I want to derive the general formula for Feynamn trick in the usual one(the integral region is $[0,1]$) and the alternative one(Integral region is $[0,\infty]$).
Starting from Wiki, for the usual one, one finds
\begin{align} \frac{1}{AB} = \int_0^1 \frac{du}{(uA+(1-u)B)^2} = \int_0^1 dx dy \delta(x+y-1) \frac{1}{(xA+yB)^2} \end{align} Alternative version can be obtained by $x= \frac{y}{1-y}$, $dx = \frac{dy}{(1-y^2)}$, so \begin{align} \frac{1}{AB} = \int_0^1 \frac{dx}{(xA+(1-x)B)^2} = \int_0^1 \frac{dx}{(1-x)^2} \frac{1}{(\frac{x}{1-x} A +B)^{2}} = \int_0^{\infty} \frac{dy}{(yA+B)^2} \end{align} For the general exponent, I can do and obtain \begin{align} \frac{1}{A^{\lambda_1} B^{\lambda_2}} = \frac{\Gamma(\lambda_1+\lambda_2)}{\Gamma(\lambda_1) \Gamma(\lambda_2)} \int_0^{\infty} dx \phantom{1} \frac{x^{\lambda_2 -1}}{(A+xB)^{\lambda_1 + \lambda_2}} \end{align}
How about the general $n$ products? For the usual one, I know the following formula \begin{align} &\frac{1}{D_1 D_2} = \int_0^1 dx \frac{1}{(xD_1+ (1-x) D_2)^2} \\ &\frac{1}{D_1^{k_1} \cdots D_n^{k_n}} = \frac{\Gamma(\sum_i k_i)}{\prod_i \Gamma(k_i)} \int_0^1 dx_1 \cdots \int_0^1 dx_n \frac{\delta(\sum_i x_i -1) \prod_{i} x_i^{k_i-1}}{(\sum_i x_i D_i)^{\sum_i k_i}} \end{align} How one can obtain the alternative version, i.e., integration with $\int_0^{\infty}$ form?

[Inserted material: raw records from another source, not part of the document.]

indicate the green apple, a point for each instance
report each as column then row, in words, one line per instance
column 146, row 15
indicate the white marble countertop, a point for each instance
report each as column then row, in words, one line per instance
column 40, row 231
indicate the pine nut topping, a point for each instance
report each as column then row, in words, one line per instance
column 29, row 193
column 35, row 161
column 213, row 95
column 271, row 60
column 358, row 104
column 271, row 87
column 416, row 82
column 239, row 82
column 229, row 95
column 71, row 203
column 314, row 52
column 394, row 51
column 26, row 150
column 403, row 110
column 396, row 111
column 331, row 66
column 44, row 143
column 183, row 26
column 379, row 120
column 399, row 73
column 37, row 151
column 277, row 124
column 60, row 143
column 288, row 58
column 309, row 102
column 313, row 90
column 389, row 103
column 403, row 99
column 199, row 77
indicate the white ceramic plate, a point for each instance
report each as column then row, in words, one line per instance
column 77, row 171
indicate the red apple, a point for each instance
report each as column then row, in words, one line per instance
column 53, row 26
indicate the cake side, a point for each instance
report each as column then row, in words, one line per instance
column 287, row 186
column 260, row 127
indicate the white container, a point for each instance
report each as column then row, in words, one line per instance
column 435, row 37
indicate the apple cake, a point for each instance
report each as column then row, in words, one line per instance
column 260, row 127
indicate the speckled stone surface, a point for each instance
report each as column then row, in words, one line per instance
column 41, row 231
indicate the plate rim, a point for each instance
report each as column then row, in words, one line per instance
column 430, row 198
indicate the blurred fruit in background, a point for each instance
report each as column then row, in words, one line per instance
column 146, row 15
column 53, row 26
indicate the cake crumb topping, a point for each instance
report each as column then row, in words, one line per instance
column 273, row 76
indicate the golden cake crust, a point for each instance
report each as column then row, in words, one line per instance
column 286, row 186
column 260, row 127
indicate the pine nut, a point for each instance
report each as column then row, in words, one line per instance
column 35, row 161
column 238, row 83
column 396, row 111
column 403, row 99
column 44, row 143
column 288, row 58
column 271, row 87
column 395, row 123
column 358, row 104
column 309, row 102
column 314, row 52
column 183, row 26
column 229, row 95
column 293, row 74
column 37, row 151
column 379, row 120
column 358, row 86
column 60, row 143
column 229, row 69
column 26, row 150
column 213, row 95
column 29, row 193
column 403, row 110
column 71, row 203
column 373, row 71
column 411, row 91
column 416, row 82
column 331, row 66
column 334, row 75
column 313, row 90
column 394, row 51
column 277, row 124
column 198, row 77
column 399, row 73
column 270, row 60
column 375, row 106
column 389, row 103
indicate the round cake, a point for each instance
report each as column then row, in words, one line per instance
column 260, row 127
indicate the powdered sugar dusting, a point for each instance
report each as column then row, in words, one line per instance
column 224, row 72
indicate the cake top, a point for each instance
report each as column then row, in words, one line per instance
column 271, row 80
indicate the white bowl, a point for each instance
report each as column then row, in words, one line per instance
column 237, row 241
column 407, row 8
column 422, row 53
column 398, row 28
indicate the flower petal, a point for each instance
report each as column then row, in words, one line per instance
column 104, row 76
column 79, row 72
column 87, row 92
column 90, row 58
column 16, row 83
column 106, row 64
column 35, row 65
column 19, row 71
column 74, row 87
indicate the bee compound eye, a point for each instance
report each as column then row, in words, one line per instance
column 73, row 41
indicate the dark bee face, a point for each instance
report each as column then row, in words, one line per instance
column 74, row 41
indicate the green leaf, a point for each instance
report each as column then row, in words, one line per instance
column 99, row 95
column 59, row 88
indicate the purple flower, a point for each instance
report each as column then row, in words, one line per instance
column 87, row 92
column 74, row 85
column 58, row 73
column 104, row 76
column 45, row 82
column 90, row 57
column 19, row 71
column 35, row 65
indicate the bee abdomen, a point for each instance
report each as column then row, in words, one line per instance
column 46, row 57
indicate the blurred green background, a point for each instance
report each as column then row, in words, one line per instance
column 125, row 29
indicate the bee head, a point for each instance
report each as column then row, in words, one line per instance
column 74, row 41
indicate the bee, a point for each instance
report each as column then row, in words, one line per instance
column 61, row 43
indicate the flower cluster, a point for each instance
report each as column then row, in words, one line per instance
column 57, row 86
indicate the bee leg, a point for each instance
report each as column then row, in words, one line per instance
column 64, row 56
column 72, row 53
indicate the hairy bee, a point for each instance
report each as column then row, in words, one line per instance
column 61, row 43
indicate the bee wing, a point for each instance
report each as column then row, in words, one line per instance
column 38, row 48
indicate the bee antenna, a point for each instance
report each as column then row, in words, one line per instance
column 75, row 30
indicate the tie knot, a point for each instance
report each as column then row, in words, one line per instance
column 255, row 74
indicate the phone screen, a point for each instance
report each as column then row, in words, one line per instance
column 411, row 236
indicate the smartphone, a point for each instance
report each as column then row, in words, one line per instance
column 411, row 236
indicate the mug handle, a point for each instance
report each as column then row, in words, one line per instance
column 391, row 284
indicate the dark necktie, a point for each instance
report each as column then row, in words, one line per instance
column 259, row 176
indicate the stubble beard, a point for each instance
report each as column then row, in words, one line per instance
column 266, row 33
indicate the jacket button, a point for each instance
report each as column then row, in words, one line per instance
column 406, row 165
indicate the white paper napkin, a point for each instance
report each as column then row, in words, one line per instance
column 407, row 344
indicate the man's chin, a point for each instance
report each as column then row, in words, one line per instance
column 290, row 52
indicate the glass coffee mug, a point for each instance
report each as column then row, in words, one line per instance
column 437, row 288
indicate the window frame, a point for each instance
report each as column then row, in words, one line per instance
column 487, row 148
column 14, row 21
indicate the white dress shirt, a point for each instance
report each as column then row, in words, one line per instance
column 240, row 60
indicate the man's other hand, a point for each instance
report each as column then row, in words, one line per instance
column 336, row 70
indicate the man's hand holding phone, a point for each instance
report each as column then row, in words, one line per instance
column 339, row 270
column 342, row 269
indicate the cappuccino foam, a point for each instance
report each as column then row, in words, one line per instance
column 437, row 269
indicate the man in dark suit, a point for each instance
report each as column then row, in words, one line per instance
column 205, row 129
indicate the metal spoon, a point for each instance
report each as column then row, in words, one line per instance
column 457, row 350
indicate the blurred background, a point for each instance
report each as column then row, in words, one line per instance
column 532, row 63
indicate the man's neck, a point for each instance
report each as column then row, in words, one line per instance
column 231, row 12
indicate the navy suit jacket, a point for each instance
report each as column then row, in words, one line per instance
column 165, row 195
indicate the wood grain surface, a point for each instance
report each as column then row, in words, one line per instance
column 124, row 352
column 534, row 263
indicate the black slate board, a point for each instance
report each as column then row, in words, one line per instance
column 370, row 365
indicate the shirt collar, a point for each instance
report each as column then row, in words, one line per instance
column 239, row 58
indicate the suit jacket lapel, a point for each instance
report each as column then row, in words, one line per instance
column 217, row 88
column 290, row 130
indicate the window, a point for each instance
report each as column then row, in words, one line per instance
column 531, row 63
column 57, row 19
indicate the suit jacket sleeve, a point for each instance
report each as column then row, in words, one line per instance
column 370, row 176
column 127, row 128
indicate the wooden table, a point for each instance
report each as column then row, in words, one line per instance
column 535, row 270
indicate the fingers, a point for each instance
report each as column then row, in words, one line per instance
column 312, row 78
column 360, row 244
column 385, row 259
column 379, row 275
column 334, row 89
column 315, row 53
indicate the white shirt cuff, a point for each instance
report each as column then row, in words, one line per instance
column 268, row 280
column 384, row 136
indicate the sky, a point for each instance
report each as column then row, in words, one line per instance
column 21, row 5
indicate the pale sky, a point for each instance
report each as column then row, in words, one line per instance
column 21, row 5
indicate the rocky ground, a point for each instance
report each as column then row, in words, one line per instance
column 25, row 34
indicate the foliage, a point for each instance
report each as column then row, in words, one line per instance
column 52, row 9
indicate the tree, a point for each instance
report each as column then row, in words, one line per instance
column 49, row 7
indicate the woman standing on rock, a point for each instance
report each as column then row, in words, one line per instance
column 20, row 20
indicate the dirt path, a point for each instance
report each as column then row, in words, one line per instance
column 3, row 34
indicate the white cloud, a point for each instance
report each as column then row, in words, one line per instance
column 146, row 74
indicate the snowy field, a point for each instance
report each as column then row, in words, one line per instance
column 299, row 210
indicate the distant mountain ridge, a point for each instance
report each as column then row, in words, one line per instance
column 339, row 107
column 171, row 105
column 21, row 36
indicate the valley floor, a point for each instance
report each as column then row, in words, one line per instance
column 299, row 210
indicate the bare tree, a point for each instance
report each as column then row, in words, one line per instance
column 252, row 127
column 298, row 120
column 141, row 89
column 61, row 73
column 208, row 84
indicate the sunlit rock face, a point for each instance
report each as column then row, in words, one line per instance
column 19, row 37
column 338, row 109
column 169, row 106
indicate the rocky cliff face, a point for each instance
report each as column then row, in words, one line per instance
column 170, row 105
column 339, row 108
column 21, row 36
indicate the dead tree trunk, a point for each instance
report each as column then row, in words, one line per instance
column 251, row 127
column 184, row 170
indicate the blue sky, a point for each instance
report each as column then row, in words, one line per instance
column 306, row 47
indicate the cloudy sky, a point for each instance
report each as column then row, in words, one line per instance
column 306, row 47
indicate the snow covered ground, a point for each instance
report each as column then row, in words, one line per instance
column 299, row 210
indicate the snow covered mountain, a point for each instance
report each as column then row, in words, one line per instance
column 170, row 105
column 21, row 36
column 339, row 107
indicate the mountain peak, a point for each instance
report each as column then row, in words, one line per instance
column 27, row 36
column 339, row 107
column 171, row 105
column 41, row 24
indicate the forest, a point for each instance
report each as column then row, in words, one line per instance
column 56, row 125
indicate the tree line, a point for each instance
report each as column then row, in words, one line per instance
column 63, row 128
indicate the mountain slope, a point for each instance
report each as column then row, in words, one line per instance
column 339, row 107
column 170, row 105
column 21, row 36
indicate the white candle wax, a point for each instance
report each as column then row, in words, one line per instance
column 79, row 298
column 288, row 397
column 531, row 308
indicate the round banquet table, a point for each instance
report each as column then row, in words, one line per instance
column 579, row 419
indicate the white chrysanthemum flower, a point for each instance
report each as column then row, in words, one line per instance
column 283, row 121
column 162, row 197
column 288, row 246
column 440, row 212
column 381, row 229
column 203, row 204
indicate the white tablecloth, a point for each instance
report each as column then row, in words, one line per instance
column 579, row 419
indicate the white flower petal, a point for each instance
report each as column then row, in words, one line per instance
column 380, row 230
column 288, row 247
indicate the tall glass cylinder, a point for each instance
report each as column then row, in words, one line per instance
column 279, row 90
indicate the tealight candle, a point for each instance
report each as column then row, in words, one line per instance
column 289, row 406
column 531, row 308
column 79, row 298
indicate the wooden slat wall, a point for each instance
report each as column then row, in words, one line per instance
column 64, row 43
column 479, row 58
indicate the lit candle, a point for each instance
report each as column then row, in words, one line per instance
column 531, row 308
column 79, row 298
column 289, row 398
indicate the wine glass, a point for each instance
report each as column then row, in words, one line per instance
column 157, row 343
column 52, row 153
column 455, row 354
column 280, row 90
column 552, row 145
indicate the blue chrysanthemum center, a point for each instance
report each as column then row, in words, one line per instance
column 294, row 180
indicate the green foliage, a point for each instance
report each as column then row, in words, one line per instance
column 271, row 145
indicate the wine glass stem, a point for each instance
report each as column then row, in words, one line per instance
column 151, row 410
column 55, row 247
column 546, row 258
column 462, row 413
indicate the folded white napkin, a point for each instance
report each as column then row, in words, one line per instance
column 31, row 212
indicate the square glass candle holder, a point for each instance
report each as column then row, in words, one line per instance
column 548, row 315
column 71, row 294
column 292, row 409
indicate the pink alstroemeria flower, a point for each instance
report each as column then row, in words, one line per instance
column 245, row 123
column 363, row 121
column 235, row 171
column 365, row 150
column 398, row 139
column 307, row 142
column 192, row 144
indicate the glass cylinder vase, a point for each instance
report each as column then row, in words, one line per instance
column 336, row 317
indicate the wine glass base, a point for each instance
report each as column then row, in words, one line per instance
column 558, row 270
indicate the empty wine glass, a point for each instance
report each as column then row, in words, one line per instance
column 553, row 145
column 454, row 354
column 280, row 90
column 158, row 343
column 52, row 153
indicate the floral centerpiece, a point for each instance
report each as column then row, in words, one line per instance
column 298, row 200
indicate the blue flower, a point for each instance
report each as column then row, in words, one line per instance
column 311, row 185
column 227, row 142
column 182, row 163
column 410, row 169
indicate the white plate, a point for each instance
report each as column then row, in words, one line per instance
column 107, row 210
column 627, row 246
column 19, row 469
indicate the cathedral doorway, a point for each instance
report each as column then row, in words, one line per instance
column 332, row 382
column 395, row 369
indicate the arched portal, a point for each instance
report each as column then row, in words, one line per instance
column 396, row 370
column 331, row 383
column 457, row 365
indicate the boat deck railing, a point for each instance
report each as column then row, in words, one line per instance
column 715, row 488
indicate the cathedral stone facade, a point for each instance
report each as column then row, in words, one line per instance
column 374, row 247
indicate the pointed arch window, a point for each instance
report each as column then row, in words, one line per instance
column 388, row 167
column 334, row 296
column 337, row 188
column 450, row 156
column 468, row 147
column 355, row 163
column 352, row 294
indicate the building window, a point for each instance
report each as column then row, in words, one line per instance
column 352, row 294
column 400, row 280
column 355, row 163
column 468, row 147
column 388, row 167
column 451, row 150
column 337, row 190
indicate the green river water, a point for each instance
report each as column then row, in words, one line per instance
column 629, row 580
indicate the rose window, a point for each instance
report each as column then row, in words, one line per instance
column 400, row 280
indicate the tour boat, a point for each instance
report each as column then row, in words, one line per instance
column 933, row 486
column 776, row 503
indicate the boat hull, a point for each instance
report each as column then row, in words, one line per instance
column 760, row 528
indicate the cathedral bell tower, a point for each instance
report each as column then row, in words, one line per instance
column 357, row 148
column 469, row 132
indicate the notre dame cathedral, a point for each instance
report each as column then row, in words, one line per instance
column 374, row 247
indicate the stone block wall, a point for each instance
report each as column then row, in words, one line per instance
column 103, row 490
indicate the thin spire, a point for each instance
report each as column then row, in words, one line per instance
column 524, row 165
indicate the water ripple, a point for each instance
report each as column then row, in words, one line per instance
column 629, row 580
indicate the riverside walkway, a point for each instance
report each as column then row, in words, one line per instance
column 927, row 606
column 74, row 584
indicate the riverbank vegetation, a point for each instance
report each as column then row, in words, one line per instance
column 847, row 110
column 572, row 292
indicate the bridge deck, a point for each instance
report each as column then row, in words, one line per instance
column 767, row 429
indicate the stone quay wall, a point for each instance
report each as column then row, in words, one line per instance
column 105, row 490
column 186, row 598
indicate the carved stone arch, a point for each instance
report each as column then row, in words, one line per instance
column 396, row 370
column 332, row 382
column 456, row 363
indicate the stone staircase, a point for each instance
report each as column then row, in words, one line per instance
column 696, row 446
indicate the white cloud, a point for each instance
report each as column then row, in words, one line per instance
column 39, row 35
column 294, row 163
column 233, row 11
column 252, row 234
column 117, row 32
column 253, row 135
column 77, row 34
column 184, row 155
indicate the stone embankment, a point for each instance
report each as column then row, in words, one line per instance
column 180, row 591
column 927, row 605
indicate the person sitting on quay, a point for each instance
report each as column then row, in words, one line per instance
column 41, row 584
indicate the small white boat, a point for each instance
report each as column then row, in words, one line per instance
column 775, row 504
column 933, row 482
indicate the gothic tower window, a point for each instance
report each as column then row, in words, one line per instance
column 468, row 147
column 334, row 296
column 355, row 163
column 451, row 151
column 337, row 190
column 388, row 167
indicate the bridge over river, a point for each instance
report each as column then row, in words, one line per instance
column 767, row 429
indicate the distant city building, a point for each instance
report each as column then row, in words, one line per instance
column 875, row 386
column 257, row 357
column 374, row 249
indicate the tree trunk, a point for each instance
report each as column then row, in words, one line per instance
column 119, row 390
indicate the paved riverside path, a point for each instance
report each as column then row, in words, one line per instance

The followings are my trials
\begin{align} \frac{1}{A^{k_1} B^{k_2} C^{k_3}} &= \int_0^1 \int_0^1 \int_0^1 \frac{\delta(x_1+x_2+x_3-1) dx_1 dx_2 dx_3 x_1^{k_1 -1} x_2^{k_2-1} x_3^{k_3-1}}{(x_1 A + x_2 B + x_3 C)^{k_1+k_2+k_3}} \\ &= \int_0^1 \int_0^1 \int_0^1 \frac{\delta(x_1+x_2+x_3-1) dx_1 dx_2 dx_3 x_1^{k_1 -1} x_2^{k_2-1} x_3^{k_3-1}}{(1-x_1-x_2-x_3)^{k_1+k_2+k_3} (\frac{x_1}{1-x_1-x_2-x_3} A + \frac{x_2}{1-x_1-x_2-x_3} B + \frac{x_3}{1-x_1-x_2-x_3} C)^{k_1+k_2+k_3}} \end{align}
I found answer for this
\begin{align} \frac{1}{\prod_{i=1}^N A_i^{\lambda_i}} = \frac{\Gamma(\sum_{i=1}^N \lambda_i)}{\prod_{i=1}^N \Gamma(\lambda_i)} \int_0^{\infty} \left[ \prod_{i=1}^N dx_i x_i^{\lambda_i -1} \right] \frac{\delta\left(1 - \sum_{i=1}^N x_i \right)}{\left[ \sum_{i=1}^N x_i A_i \right]^{\sum_{i=1}^N \lambda_i}} \end{align}